4. Keterbatasan Infrastruktur Pangan
  Meskipun jumlah penduduk di perkotaan semakin besar, infrastruktur pangan dan distribusinya belum sepenuhnya memadai. FAO (2023) mencatat bahwa Indonesia menghadapi masalah dalam rantai pasokan pangan, dengan distribusi yang tidak efisien dan mahal. Salah satu contoh masalah distribusi pangan adalah tingginya biaya transportasi yang membuat harga pangan di kota-kota besar menjadi lebih mahal.
  Ketidakmampuan untuk mendistribusikan pangan secara efisien antara daerah penghasil dan konsumen menyebabkan harga pangan di kota-kota besar, seperti Jakarta dan Surabaya, terus naik. Hal ini dapat memperburuk aksesibilitas pangan bagi penduduk perkotaan, terutama bagi kelompok berpendapatan rendah.

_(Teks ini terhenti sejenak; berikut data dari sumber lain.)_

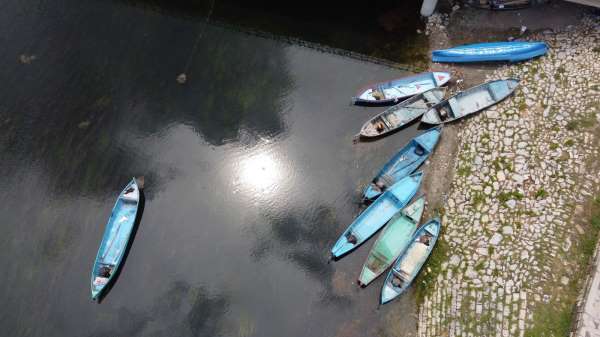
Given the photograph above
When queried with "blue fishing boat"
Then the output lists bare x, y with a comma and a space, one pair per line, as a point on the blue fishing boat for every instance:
402, 114
403, 163
116, 237
377, 214
470, 101
410, 262
491, 51
394, 91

Strategi Menghadapi Dampak Urbanisasi terhadap Ketahanan Pangan
1. Peningkatan Produksi Pangan Berkelanjutan di Perkotaan
  Salah satu cara untuk mengurangi ketergantungan pada pangan impor adalah dengan meningkatkan produksi pangan lokal melalui pertanian perkotaan. Program pertanian vertikal, hidroponik, dan pemanfaatan pekarangan rumah untuk kebun pangan dapat memperkuat ketahanan pangan di perkotaan. Di Jakarta, misalnya, beberapa komunitas telah memanfaatkan lahan terbatas untuk menanam sayuran dan tanaman pangan lainnya dengan teknologi pertanian urban.
2. Diversifikasi Sumber Pangan Lokal
  Diversifikasi konsumsi pangan sangat penting untuk mengurangi ketergantungan pada komoditas impor. Pemerintah dapat mendorong konsumsi pangan lokal yang lebih beragam dan bergizi, seperti ubi, jagung, dan kelapa, serta memperkenalkan produk pangan lokal yang memiliki nilai gizi tinggi dan mudah diproduksi di dalam negeri.
3. Peningkatan Infrastruktur Distribusi Pangan
  Untuk memastikan pangan dapat tersebar secara merata dan terjangkau di seluruh perkotaan, perlu ada investasi besar dalam infrastruktur distribusi pangan. Pembangunan pasar modern, penguatan jaringan distribusi, dan peningkatan teknologi informasi dalam sektor pangan dapat meningkatkan efisiensi rantai pasok pangan, menurunkan biaya distribusi, dan memastikan harga pangan yang lebih terjangkau.
4. Kebijakan Pemerintah yang Mendukung Ketahanan Pangan
  Pemerintah perlu merumuskan kebijakan yang mendukung ketahanan pangan, seperti subsidi pangan untuk masyarakat berpendapatan rendah, pengembangan pertanian berkelanjutan, dan pengurangan konversi lahan pertanian. Kebijakan yang berpihak pada sektor pertanian akan membantu menjaga produksi pangan domestik dan memperkuat ketahanan pangan Indonesia.
Jadi, Urbanisasi di Indonesia membawa tantangan besar terhadap ketahanan pangan. Proses urbanisasi yang cepat memperburuk ketergantungan pada pangan impor, mengurangi lahan pertanian, dan mengubah pola konsumsi pangan masyarakat. Oleh karena itu, dibutuhkan kebijakan yang tepat dan langkah-langkah strategis untuk meningkatkan produksi pangan lokal, memperbaiki infrastruktur distribusi pangan, dan mengurangi ketergantungan pada pangan impor. Dengan tindakan yang tepat, Indonesia dapat menghadapi tantangan urbanisasi dan memastikan ketahanan pangan yang berkelanjutan untuk masa depan.